Currently going through a break up so have posted a few times but I always find it helps writing stuff down and getting advice off of people! 

I am looking for some advice on why I crave female attention so much. 

There is a common trend that I will meet a girl, we both engage in constant communication because I love the feeling of that attention I'm getting. Ultimately it has cost me the relationship because when it slows down (not sustainable to keep up that level of communication) I become insecure and question why they don't want to talk to me 24/7

Now I know the reason why I have pushed her away and why the relationship has ended but I am curious to know if anyone has had similar attention cravings when they meet someone?

When I am not with anyone I don't crave attention, it is only when I meet someone that I do!

Thanks in advance

You're probably "craving" these women because you put them on a pedestal.  You have to ask yourself why this is, but when I used to put women on a pedestal, it's because I had low self esteem.  If this is the case for you, then this is what you have to work on.

Do you feel that you don't have much going for you?  That you're not good looking enough, smart enough?  What do you want to do in life?  Do you have a passion?  If so, start to put your energy into that.  I believe every man has to have a passion.

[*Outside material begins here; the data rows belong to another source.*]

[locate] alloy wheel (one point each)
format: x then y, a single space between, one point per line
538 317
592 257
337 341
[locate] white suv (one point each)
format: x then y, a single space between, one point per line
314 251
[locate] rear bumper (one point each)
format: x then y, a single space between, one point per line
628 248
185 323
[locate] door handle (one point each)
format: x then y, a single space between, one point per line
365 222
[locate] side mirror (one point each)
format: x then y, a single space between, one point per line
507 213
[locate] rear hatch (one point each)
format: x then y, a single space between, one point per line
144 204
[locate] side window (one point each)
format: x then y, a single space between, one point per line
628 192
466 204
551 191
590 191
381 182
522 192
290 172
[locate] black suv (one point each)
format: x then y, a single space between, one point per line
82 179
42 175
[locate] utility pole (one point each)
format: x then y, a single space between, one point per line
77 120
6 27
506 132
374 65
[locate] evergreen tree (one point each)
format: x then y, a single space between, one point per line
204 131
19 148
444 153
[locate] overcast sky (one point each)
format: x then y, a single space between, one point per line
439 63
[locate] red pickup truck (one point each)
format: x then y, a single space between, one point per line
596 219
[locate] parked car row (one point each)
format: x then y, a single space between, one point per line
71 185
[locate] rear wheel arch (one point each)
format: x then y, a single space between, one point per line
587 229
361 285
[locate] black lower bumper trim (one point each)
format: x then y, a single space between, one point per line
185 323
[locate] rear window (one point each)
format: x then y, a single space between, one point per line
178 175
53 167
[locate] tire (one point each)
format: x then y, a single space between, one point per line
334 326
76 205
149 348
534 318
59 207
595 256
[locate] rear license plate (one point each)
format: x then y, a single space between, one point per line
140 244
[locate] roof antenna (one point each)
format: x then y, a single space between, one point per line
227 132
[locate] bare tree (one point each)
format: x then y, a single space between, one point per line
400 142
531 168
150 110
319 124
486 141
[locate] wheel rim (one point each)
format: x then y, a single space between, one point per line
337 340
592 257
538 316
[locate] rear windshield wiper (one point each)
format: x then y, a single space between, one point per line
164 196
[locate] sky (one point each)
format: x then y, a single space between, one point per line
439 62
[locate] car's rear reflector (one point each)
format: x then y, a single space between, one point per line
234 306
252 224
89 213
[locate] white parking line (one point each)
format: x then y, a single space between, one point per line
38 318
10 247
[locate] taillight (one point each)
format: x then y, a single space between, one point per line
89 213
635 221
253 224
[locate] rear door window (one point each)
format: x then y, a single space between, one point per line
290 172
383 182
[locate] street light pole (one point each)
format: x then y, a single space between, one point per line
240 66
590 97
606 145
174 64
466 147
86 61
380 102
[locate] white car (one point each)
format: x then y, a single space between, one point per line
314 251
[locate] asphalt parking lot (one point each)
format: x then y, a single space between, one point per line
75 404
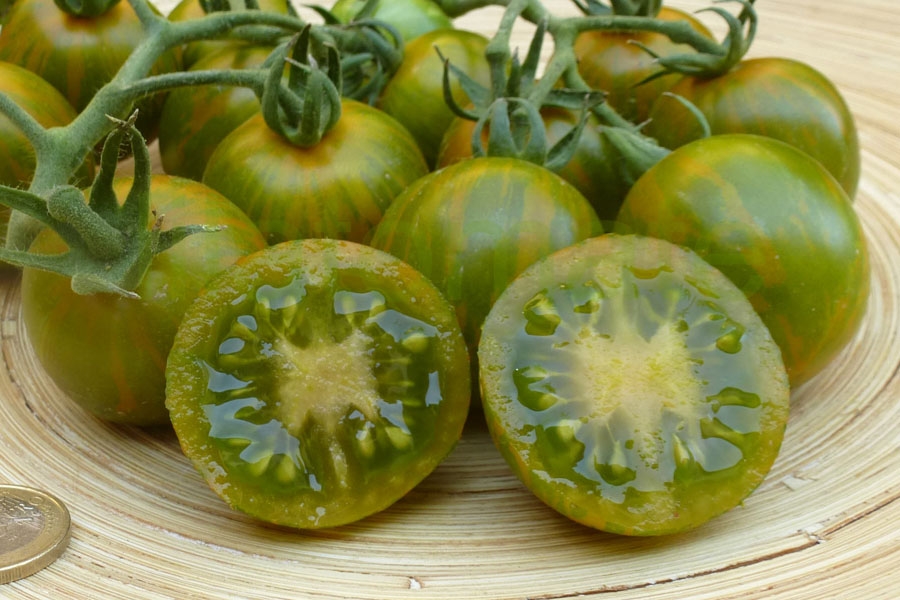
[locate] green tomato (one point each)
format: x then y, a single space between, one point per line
196 119
631 386
415 93
79 55
473 226
775 97
411 18
107 352
338 188
317 382
617 63
777 224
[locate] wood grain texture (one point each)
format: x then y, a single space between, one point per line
824 524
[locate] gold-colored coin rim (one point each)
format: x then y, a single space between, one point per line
47 546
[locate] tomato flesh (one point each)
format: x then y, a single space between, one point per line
317 382
632 387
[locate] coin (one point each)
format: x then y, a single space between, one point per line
34 531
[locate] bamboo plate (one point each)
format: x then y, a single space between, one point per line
824 524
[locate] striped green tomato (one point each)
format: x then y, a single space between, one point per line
415 93
776 97
591 169
411 18
473 226
108 353
187 10
777 224
612 61
338 188
195 119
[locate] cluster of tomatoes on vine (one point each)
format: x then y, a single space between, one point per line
627 253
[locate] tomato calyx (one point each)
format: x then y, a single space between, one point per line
512 104
631 8
110 245
308 104
85 8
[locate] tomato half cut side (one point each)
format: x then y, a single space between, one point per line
631 386
317 382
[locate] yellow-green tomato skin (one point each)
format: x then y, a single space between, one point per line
777 224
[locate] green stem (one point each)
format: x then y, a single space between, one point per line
248 78
33 130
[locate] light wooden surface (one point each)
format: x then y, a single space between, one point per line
825 523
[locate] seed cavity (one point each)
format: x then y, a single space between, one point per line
541 315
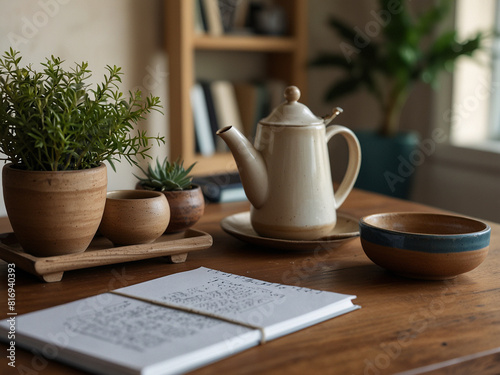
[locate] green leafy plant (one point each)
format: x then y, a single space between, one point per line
166 176
53 120
409 49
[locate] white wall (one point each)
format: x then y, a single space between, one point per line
126 33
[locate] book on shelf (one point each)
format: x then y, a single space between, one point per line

Also, don't want to go off on too much of a tangent, but a lot of our social programming devalues men and idealizes women.  Look at how many TV shows make the men look like bumbling idiots, or deceitful, or weak.  The reality is that women are not any worse or better than you.  Women have insecurities.  They poop, fart, hawk loogies and all of that stuff that men do.  They are not perfect little angels, they're just people.   The sooner you realize this and the sooner that you accept your own insecurities, find your purpose in life and realize that you have great value, the sooner that this "craving" wil dissapate.